Die Tür zu dieser im wahrsten Sinne malerischen Welt öffnete mir aber eine andere Kunstart - und zwar die Musik. Im Sommer 2022 berichteten wir darüber, dass eine Musikgruppe aus Uschgorod an den von Barbara Baier organisierten Friedenskonzerten in Deutschland teilnahm. Die Dirigentin der Gruppe war Viktoria Tsanko (geb. Swaljawtschyk), die Tochter von Slawa und Wassyl Swaljawtschyk. Zusammen mit dem Zamirchor Bayreuth und dem Deutschen Radio Kammerorchester (DRKO) gab sie Gedenk- und Friedenskonzerte in Halle, Bamberg und Bayreuth mit insgesamt 120 Musikern aus aller Welt.
Und da ich als Freund der Familie (und nicht nur als Interviewer) eingeladen wurde, nahm sich der Künstler reichlich Zeit, um mir den Hof, das Studio, das Gebäude selbst und natürlich seine eigenen Bilder zu zeigen. Das Gebäude ähnelt eher einem Museum, so viele Bilder sind da. Es gibt kaum ein Museum in Transkarpatien, das nicht zumindest ein Kunstwerk von einem Swaljawtschyk (sein Sohn Peter ist auch ein bekannter Maler) in seinem Besitz hat. Ihre Bilder mit ukrainischen Motiven sind über die ganze Welt zerstreut. Man kann sie in Museen und Privatsammlungen in Europa, Amerika, Japan und China zu Gesicht bekommen.
Alexander Chabanov: Herr Swaljawtschyk, wie sind Sie zum Malen gekommen. Wann haben Sie verstanden, dass Malen Ihr Schicksal ist?

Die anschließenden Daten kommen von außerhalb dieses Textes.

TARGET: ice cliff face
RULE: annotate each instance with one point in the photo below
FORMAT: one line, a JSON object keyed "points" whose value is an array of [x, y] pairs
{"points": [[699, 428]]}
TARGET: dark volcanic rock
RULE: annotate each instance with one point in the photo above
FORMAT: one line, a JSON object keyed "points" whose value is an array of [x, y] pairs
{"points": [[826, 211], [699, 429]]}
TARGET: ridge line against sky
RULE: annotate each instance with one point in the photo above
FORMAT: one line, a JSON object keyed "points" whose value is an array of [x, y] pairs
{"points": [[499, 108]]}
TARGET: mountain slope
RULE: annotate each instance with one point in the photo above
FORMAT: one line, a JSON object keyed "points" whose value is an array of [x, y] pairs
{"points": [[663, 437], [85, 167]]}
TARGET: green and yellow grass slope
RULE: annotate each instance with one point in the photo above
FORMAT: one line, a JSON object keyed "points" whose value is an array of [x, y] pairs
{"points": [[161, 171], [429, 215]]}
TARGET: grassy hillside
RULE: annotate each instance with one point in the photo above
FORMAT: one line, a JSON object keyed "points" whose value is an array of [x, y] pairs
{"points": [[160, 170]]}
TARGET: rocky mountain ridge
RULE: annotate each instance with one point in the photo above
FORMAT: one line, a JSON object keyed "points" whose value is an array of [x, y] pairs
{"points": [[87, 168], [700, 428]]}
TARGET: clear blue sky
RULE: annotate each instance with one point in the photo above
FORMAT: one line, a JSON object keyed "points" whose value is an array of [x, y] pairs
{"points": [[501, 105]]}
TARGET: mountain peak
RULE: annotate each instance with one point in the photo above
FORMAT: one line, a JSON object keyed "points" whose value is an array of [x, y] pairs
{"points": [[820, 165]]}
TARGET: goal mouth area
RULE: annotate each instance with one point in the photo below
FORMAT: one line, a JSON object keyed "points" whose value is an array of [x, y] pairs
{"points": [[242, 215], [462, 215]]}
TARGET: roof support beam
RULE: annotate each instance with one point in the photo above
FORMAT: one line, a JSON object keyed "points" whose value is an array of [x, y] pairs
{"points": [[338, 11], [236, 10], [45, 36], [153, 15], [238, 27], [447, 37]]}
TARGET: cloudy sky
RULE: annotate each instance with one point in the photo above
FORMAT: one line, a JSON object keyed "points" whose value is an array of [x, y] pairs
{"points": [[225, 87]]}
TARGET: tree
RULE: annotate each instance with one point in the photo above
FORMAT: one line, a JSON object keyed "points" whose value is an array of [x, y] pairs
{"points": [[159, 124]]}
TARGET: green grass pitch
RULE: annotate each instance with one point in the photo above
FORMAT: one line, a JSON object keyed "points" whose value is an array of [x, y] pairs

Wassyl Swaljawtschyk: Das habe ich schon einhundertfünzig Mal erzählt (lacht). In jedem Interview… Ich habe schon immer gemalt. Kinder können zuerst nicht Lesen und Schreiben. Sie drücken ihre Emotionen mit Malen aus. So war es auch bei mir und es blieb mein ganzes Leben lang so. Als Teenager habe ich schon mit Malen mein erstes Geld verdient. Mal sollte ich jemandem im Dorf die Pforte bemalen, einem anderen den Zaun usw. Der entscheidende Moment war aber nach der Schulzeit. Da überredete mich mein Freund, mit ihm in die technische Fachschule zu gehen. Zwei Monate später habe ich meinen Vater mit Tränen in Augen gebeten, mich da abzuholen.
AC: So schlimm war es?
WS: Ohne Witz! Ich war damals 16 Jahre alt, habe mit ihm am Bahnhof gestanden und bitterlich geweint. Ja, stell Dir vor, überall Leute und ich heule wie ein Schlosshund und bettle den Vater nur darum an, mich hier wegzubringen. Wahrscheinlich war es der Moment, als ich verstanden habe, dass ich ohne Malen nicht leben kann. Danach bin ich in die Kunstschule von Uschgorod gegangen.
AC: Also, Sie waren schon immer ein Maler?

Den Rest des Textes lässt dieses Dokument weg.